„Drüber reden hilft!“ – ein Tag im Zeichen der Selbsthilfe

27.11.2017

© WiG/Andrew Rinkhy
© WiG/Andrew Rinkhy

(WIEN) Wiener Gesundheitsförderung bot am Tag der Selbsthilfe Rahmen für Information und Austausch

Selbsthilfe - was ist das überhaupt? Zu welchen Themen gibt es Selbsthilfegruppen? Und wie können sie bei Krankheit oder in schwierigen Lebensphasen unterstützen? Antworten auf diese und andere Fragen erhielten die Besucherinnen und Besucher beim Tag der Selbsthilfe am Sonntag, 26. November 2017, im Wiener Rathaus. Von 10 bis 17 Uhr präsentierten rund 70 Wiener Selbsthilfegruppen sowie zahlreiche Einrichtungen der Stadt Wien ihre Angebote und Leistungen.

"Unser Gesundheitssystem bietet allen Menschen - unabhängig von sozialem Status, Alter, Geschlecht oder Herkunft - bestmögliche medizinische Versorgung. In manchen Lebenssituationen braucht es - neben der medizinischen Betreuung - noch Unterstützung darüber hinaus. Die 260 Wiener Selbsthilfegruppen bieten hier hilfreiche Informationen und Erfahrungsaustausch, sie agieren aber auch als wichtige emotionale Stütze", betont Sandra Frauenberger, Stadträtin für Soziales, Gesundheit und Frauen.

Information, Diskussion, Austausch

Beeindruckt darüber was Selbsthilfegruppen leisten, zeigte sich Gemeinderätin Gabriele Mörk bei ihrer Eröffnungsrede: "In Wien sind über 40.000 Menschen in Selbsthilfegruppen aktiv - und das überwiegend ehrenamtlich. Diese Menschen sind Expertinnen und Experten in eigener Sache. In eigener Sache deshalb, weil sie selbst von einer Krankheit, einem Schicksalsschlag oder einer schwierigen Phase in ihrem Leben betroffen sind oder waren. In so einer Situation anderen zu helfen, zeugt von großem Engagement!"
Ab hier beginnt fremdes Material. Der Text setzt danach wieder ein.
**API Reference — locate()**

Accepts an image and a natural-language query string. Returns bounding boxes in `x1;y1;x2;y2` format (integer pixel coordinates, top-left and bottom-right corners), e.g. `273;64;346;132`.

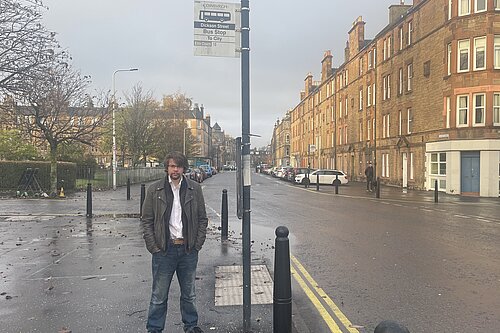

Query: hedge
0;161;76;194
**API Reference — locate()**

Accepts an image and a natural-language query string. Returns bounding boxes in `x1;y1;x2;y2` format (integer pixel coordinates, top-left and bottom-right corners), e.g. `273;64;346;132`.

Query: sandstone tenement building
272;0;500;197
Dieses Engagement stellten die Wiener Selbsthilfegruppen auch am Tag der Selbsthilfe wieder unter Beweis. Sie informierten zu ihren Themen und standen den Besucherinnen und Besuchern Rede und Antwort bei brennenden Fragen. "Mit dem Tag der Selbsthilfe wollen wir ein selbsthilfefreundliches Klima fördern und möglichst viele Wienerinnen und Wiener über die Angebote der Selbsthilfegruppen in Wien informieren. Einen wesentlichen Beitrag zum Erfolg der Veranstaltung leisten die Gruppen selbst - dafür möchte ich mich herzlich bedanken", so Dennis Beck, Geschäftsführer der Wiener Gesundheitsförderung.

"Am Ende des Lebens" und "Gesunder Darm - Gesunde Ernährung"
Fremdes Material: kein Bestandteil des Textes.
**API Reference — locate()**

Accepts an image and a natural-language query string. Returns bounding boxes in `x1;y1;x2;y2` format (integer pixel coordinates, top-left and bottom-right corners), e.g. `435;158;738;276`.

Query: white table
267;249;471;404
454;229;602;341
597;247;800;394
Die Erfahrungen aus dem Alltag der Gruppen wurden auch im Rahmen der heurigen Themenschwerpunkte "Am Ende des Lebens" und "Gesunder Darm - Gesunde Ernährung" einem breiten Publikum zugänglich gemacht.

Sterben gehört zum Leben dazu - trotzdem ist es ein Tabu! Der Tag der Selbsthilfe widmete sich dieser wichtigen Lebensphase und beleuchtete das Thema mittels Fachvorträgen und Diskussionen aus unterschiedlichen Perspektiven. Sehr persönliche Einblicke gewährte unter anderem eine Mutter, die ihre krebskranke Tochter bis zu deren Tod begleitet und aufgrund ihrer Erfahrungen eine Selbsthilfegruppe für trauernde Eltern gegründet hat. Auch das Angebot der mobilen Sterbebegleitung des Fonds Soziales Wien und andere professionelle Unterstützungsmöglichkeiten wurden vorgestellt.

Informiert und diskutiert wurde auch zum Schwerpunkt "Gesunder Darm - Gesunde Ernährung". Denn: Was wir essen, hat Einfluss auf unsere Psyche und unser Wohlbefinden. Gleichzeitig betonten Betroffene von Zöliakie und Reizdarm, dass es nicht DIE gesunde Ernährung gibt. Was für eine Person gesund ist, kann für jemand anderen Auslöser von Beschwerden oder schweren Erkrankungen sein.